Vous allez dire que cette pensée symbolique est, de tous temps, pathologique. Selon P. Bourdieu (op. cité, p. 59) : " La force symbolique est une forme de pouvoir qui s'exerce sur les corps, directement, et comme par magie, en dehors de toute contrainte physique ; mais cette magie n'opère qu'en s'appuyant sur des dispositions déposées, tels des ressorts, au plus profond des corps ". Si Macbeth n'avait pas rencontré les sorcières, il n'aurait jamais tué, dans son propre domaine, lui, un adorateur de la domination c'est-à-dire de la maîtrise du lieu. Mais enfin, le but de cette œuvre est autre que de faire la morale de la domination ou de comparer pouvoir et domination. Néanmoins vous avez noté comment le roi Duncan débarque à l'improviste au moment où Macbeth remâche ses fantasmes.

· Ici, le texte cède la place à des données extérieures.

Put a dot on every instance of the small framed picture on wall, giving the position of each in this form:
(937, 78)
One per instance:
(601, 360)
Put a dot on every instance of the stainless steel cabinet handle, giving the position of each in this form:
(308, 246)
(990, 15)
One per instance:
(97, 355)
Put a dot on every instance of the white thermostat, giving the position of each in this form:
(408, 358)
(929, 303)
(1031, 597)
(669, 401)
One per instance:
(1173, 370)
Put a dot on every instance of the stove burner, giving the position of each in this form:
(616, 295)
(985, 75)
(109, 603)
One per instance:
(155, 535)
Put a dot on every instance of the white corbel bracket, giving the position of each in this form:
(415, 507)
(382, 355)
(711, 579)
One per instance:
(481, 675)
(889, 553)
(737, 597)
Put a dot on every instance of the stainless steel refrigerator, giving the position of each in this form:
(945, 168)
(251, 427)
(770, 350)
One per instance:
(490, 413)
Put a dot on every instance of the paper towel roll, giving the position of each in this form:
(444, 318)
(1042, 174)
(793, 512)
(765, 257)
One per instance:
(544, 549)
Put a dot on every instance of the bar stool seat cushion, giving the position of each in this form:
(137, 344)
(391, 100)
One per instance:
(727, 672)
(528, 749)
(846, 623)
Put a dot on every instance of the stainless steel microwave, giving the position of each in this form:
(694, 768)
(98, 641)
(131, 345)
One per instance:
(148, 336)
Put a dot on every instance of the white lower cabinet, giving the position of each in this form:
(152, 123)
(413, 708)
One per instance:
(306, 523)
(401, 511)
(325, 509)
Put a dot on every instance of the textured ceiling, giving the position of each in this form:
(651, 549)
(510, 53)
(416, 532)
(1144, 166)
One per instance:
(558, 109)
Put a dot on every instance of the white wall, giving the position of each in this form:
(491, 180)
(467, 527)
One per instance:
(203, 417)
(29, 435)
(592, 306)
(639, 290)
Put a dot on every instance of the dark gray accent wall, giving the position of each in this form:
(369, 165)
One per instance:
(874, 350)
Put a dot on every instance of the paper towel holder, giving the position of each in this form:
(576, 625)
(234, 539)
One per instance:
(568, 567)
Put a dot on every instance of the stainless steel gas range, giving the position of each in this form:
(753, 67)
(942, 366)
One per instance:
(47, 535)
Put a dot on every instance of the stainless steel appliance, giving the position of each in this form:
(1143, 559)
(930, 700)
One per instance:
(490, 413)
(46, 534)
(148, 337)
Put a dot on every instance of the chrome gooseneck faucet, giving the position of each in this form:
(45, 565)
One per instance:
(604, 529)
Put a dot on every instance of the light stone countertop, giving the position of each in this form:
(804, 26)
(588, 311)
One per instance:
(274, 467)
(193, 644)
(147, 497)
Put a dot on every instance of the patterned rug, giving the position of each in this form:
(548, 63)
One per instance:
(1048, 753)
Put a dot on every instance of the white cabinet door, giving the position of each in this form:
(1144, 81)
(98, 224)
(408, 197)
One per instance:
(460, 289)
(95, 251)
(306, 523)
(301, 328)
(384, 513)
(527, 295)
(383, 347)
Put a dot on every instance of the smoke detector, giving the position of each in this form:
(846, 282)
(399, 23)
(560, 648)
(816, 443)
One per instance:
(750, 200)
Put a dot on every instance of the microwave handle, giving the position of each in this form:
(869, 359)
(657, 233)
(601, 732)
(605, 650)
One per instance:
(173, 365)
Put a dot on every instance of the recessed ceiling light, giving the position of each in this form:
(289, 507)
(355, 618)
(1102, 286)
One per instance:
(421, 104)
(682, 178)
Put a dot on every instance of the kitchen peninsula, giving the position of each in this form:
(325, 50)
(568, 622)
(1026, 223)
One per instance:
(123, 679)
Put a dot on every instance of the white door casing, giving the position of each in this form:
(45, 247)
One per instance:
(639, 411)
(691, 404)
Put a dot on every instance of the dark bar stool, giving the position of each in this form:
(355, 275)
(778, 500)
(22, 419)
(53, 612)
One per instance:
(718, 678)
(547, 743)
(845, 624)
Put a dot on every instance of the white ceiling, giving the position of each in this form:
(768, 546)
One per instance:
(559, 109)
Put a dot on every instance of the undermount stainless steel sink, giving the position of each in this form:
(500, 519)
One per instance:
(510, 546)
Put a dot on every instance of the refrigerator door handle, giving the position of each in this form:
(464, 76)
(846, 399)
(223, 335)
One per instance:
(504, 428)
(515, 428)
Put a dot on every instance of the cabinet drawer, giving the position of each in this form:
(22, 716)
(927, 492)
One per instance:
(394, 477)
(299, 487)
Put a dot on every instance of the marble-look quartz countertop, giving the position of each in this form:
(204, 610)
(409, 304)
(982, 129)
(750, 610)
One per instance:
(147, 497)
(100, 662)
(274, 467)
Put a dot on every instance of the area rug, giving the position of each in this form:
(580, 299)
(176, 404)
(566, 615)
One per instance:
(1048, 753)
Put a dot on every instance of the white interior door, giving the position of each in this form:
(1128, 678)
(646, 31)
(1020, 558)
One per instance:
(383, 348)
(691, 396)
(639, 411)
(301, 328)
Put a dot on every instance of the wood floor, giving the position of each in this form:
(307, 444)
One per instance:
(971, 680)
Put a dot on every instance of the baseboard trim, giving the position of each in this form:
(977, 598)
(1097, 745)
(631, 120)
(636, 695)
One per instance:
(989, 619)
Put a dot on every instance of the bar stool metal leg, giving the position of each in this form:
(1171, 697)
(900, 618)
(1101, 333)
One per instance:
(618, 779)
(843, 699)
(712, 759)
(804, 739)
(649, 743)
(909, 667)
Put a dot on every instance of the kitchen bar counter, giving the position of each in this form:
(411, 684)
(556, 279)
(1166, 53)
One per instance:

Vous allez présenter devant nous des malades tels que l'hystérique (féminine ou non) qui nous affirme que l'autre est physiquement entré dans leur corps et leur communique par des tortures. Or c'est précisément l'essence de la communication. La communication est toujours un risque d'intrusion dans vos défenses physiques.  Le discours des rationalistes est justement que cet esprit archaïque est la source de presque toutes nos maladies somatiques. Mais la progression de l'esprit matérialiste a été faite en intégrant, en assimilant toutes ses croyances de l'esprit symbolique.

 Il est  absurde de penser qu'un jour, l'esprit matérialiste pourrait devenir l'esprit unique puisqu'à ce moment là l'homme deviendrait un androïde. Il n'y aurait plus d'art possible. Si l'humain est au dessus des faits, s'il est un aboutissement de millions d'années d'évolution, il lui impose d'avoir un esprit totalement différent de la matière. L'homme doit se conduire selon un esprit magique en faisant confiance à ses sentiments qui sont le reflet de son espèce.